# New Engine for the boat



## steamer (Mar 7, 2008)

She's a 1.5 x 3.0 x 2.5 compound for the boat I just launched. Design, and patterns and machining by me.
the second one shows the engine on the prony brake. 

Dave


----------



## tattoomike68 (Mar 7, 2008)

Very nice, I want to see the boat too...


----------



## Brass_Machine (Mar 7, 2008)

ooooh very nice!

I second Mike. I want to see the boat as well.

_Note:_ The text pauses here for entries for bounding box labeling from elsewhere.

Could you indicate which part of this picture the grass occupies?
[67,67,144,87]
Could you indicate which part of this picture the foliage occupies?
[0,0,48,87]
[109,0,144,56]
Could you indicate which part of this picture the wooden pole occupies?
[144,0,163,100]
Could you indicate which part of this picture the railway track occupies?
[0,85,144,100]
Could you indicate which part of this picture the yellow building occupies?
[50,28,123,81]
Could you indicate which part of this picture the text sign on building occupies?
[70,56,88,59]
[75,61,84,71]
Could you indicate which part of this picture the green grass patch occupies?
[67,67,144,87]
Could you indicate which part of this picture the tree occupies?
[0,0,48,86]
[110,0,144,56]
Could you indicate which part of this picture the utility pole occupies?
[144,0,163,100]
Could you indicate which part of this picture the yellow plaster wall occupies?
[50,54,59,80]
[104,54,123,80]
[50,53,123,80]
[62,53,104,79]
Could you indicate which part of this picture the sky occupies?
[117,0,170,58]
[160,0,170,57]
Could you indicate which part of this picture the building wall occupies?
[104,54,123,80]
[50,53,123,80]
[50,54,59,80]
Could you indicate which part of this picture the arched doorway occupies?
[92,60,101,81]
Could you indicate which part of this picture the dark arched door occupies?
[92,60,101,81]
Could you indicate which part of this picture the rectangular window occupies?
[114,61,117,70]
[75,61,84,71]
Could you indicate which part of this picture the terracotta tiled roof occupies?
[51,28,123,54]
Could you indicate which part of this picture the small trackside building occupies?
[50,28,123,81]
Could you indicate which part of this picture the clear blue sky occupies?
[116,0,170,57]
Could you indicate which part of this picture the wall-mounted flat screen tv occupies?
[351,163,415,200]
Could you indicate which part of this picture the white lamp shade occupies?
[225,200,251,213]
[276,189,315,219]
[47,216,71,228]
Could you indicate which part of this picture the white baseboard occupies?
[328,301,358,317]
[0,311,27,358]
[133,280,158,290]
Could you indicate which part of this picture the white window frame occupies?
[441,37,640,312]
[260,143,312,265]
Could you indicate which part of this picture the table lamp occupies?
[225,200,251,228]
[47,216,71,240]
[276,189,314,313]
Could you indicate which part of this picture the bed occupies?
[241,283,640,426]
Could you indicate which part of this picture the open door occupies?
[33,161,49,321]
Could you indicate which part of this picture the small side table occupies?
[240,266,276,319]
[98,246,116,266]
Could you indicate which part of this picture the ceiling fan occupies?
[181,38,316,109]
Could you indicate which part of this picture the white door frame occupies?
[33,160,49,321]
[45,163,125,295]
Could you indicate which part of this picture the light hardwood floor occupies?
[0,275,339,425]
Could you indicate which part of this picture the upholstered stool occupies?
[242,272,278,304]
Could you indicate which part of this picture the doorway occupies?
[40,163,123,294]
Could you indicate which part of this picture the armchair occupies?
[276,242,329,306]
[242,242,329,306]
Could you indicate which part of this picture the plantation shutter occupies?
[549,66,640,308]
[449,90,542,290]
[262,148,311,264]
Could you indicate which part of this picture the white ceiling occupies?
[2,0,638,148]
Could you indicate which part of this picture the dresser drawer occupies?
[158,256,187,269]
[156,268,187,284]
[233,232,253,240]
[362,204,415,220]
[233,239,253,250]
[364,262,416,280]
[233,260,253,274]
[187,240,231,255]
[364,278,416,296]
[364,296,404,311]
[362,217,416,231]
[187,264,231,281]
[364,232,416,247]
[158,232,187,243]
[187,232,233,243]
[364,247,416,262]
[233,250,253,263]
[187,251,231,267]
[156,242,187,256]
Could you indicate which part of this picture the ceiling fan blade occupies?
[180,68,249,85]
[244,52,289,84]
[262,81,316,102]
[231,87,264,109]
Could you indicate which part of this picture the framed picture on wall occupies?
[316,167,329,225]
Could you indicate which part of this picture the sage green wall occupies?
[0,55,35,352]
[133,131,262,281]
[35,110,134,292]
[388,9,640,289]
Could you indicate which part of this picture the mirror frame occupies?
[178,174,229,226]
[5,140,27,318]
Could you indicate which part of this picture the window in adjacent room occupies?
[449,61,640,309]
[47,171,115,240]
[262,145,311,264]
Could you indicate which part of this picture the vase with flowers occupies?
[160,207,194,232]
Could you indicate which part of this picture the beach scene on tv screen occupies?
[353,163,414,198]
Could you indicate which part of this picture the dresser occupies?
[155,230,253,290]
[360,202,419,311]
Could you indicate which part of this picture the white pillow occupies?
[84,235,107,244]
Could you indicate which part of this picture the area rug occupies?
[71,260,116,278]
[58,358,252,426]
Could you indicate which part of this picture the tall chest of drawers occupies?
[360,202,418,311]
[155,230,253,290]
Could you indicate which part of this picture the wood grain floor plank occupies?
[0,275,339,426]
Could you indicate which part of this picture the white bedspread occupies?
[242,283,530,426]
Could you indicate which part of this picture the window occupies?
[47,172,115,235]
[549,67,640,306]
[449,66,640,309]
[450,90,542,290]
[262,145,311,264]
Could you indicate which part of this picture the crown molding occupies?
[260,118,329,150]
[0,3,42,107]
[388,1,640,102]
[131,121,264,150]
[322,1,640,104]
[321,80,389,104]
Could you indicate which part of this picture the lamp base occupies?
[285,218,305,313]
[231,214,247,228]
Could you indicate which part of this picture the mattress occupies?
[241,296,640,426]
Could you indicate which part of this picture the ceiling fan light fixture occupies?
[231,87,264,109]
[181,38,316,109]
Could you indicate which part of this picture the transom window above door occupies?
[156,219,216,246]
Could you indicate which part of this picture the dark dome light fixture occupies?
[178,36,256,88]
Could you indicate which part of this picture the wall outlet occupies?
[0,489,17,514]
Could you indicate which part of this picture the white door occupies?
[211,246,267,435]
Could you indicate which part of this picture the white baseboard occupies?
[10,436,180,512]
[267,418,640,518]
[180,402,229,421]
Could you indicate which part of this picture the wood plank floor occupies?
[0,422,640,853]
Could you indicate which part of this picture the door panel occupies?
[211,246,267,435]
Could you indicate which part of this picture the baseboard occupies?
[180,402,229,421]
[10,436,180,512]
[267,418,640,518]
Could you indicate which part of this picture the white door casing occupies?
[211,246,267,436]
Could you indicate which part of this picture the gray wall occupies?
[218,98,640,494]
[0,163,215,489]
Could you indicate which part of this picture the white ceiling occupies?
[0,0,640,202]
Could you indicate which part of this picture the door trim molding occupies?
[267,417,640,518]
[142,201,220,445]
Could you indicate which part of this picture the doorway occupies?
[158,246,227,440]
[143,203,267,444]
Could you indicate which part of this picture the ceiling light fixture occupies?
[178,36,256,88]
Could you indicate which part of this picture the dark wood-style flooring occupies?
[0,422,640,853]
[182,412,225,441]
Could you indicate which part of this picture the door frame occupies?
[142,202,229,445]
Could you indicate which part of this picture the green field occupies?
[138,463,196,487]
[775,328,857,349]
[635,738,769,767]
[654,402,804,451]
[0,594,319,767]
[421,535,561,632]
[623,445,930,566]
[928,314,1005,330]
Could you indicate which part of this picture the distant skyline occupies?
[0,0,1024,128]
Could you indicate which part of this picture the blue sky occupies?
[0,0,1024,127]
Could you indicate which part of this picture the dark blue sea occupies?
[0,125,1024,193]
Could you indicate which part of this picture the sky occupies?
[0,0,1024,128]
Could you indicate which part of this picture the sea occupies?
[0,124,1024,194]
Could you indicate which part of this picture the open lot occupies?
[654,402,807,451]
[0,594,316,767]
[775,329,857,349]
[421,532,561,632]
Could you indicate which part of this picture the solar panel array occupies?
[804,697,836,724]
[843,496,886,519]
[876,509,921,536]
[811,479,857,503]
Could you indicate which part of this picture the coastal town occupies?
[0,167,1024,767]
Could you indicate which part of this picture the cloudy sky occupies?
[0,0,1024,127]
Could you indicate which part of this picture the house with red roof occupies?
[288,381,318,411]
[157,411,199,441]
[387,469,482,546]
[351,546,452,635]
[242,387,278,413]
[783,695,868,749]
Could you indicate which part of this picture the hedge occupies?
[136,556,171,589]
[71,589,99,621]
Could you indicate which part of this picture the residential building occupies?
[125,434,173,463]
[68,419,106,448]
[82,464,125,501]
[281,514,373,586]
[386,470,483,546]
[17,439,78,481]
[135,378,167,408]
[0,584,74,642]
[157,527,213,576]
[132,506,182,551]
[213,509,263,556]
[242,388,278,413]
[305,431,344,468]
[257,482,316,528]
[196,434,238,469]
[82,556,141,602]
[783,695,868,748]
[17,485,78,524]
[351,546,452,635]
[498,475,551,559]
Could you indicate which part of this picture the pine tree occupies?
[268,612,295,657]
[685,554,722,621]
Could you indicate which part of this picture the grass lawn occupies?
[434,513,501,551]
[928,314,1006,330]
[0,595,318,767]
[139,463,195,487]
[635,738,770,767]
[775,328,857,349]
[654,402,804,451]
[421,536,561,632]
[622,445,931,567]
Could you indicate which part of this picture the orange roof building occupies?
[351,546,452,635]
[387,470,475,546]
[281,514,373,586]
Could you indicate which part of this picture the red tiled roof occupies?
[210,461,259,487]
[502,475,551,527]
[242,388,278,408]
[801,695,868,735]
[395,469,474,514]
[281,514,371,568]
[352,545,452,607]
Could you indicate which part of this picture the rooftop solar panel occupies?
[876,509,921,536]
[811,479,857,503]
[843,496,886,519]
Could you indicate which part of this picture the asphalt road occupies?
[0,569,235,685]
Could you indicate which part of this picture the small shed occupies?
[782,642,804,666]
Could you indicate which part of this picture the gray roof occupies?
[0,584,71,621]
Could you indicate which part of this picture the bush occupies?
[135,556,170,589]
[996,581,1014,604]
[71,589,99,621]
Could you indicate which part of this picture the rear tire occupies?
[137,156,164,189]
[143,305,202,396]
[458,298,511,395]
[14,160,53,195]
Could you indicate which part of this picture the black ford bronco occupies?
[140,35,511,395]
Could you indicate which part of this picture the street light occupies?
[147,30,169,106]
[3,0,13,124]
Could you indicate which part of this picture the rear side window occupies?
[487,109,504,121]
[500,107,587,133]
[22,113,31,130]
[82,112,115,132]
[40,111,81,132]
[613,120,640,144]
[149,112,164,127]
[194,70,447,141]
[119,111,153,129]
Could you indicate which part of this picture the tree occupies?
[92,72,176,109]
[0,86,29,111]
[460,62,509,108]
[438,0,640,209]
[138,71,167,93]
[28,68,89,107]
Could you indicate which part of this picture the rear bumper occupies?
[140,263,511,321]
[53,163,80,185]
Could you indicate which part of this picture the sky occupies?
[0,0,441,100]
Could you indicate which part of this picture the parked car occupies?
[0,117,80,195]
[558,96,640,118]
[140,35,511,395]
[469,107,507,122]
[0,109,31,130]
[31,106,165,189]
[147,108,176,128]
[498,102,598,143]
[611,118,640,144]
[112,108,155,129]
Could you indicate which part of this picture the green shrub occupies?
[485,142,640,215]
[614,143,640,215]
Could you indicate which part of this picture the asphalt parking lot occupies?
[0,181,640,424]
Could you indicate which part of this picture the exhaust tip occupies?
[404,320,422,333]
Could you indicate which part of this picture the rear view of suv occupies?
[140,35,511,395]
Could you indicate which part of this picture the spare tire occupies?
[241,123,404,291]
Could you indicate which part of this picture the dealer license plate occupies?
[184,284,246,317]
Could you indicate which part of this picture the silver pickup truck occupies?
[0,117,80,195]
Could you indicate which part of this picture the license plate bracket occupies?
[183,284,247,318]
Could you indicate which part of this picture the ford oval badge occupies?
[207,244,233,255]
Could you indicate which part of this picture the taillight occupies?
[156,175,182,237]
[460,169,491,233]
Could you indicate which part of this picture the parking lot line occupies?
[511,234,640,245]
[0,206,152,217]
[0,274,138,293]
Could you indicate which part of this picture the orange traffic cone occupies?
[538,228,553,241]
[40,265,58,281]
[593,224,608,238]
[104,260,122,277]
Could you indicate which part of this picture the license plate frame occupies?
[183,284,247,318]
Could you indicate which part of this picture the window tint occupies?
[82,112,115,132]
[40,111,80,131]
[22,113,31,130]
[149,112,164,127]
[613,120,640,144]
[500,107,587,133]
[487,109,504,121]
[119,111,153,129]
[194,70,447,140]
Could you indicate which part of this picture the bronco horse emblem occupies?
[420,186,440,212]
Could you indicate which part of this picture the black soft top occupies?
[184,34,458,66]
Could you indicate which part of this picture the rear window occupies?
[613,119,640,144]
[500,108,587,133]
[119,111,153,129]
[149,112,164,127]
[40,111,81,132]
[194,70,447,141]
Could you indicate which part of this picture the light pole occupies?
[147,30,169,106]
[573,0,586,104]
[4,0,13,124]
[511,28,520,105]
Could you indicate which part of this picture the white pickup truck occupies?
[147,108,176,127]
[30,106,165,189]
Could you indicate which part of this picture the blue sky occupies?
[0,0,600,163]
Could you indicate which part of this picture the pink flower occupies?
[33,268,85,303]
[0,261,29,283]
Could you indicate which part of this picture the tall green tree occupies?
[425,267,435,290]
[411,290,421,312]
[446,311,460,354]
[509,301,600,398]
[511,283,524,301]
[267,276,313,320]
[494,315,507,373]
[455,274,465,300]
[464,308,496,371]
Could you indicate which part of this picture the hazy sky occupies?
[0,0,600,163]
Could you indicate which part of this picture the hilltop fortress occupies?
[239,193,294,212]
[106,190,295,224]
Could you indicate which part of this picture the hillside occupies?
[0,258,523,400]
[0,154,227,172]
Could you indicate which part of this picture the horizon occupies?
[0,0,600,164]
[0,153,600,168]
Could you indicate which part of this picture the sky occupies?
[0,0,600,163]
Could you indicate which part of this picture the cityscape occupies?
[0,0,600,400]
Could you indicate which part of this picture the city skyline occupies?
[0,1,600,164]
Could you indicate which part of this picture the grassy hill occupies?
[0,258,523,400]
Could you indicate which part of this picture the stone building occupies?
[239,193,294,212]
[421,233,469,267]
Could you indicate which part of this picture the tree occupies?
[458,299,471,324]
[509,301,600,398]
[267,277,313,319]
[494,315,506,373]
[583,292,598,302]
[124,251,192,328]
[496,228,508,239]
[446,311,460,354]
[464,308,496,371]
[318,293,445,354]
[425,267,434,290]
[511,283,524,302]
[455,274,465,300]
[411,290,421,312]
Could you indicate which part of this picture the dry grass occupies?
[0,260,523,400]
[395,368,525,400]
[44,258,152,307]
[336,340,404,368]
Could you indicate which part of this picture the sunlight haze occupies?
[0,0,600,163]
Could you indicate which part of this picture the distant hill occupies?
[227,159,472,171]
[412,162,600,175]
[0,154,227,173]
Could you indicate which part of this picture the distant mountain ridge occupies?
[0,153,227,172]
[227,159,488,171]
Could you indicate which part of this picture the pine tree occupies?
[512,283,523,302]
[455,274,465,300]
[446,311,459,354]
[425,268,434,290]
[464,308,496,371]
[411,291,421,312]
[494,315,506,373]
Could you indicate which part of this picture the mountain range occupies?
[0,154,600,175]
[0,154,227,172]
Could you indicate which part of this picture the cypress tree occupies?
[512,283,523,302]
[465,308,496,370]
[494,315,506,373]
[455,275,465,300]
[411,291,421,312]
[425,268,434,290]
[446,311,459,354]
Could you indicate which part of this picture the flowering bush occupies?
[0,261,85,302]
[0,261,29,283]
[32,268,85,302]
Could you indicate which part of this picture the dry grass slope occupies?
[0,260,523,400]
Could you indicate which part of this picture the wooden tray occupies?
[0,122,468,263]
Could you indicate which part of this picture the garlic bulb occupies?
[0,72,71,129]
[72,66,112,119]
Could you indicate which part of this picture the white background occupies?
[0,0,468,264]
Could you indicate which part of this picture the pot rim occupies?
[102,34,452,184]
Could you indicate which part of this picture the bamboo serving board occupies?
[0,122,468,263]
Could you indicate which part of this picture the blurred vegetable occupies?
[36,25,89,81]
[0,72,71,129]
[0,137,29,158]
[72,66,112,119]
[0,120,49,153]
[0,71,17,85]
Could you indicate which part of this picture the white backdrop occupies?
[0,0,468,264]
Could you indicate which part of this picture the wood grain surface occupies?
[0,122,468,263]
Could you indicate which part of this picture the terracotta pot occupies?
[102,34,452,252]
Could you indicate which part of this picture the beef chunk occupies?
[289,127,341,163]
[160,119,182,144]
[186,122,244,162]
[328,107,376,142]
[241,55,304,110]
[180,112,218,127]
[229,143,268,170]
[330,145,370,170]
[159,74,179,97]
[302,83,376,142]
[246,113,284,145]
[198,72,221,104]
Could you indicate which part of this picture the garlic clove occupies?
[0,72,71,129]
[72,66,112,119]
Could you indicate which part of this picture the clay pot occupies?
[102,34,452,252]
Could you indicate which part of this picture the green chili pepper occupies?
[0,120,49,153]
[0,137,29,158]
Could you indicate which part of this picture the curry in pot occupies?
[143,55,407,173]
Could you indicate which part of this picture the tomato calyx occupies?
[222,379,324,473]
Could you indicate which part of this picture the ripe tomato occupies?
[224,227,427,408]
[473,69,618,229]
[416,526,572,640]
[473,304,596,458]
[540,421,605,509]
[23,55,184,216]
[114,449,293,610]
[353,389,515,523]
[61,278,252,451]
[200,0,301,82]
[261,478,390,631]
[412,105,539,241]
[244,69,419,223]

And Dave... how about a video of the engine?


Eric


----------



## steamer (Mar 7, 2008)

Thankyou, but I don't have any video.

Heres a few more pictures though....the day I launched her. I am still finishing the boiler and that is not installed in these photo's....but this year I think

Thanks again


----------



## steamer (Mar 7, 2008)

and one more as I think it shows the deck better.... 





Dave


----------



## tattoomike68 (Mar 7, 2008)

Thanks, that boat is beautiful, next time you take it out for a ride get video of it chugging along. :bow:


----------



## steamer (Mar 7, 2008)

You betcha!.... ;D

Dave


----------



## Brass_Machine (Mar 7, 2008)

Nice looking launch. What are you doing for a boiler?

Eric


----------



## steamer (Mar 7, 2008)

15 square foot Blackstaffe. Pressure vessel is done, it's the fire box and everything else! :


----------



## Powder keg (Mar 7, 2008)

Very nice job!!!

Wes


----------



## steamer (Mar 7, 2008)

Thanks PowderKeg!


Dave


----------



## rake60 (Mar 7, 2008)

Dave the engine AND the boat are both true works of art!

Beautiful! 

Rick


----------



## steamer (Mar 8, 2008)

Thanks Rick,

I have to thank my wife whom without her support, it wouldn't have happened.

Dave


----------



## Alphawolf45 (Mar 8, 2008)

Hey thats real purty..I just started building the engine to build a steam launch but I guarantee it wont look that nice when I finish it ..Whats the length on the boat?..What you doing for a prop?


----------



## steamer (Mar 8, 2008)

She's 25' x 5' beam

The first shot try at a prop is a 3 blade 16 x 18.....I may have to cut it down and pitch it up, but it's a start


Dave


----------



## ChooChooMike (Mar 20, 2008)

Very sweet !

Any build pix on the engine ? I'd sure like to see some details on how you did the engine 

Mike


----------



## DickDastardly40 (Mar 20, 2008)

Missed this when it was first up, damn fine craftsmanship sir!

Best Regards


----------



## steamer (Mar 20, 2008)

Many thanks to you both.

I will see if I have anything on my PC regarding build pictures...
The cylinder blocks, and the back columns are cast iron to my patterns, while the rest of it is bar stock.
Thanks again,


Dave


----------



## Mcgyver (Mar 20, 2008)

also missed it before, looks great, boat and engine


----------



## steamer (Mar 20, 2008)

Thanks McGyver!

I'm still searching for a few engine build photo's

I'll hunt around...

The engine is a 1.5" x 3.0" x 2.5" stroke compound.


Dave


----------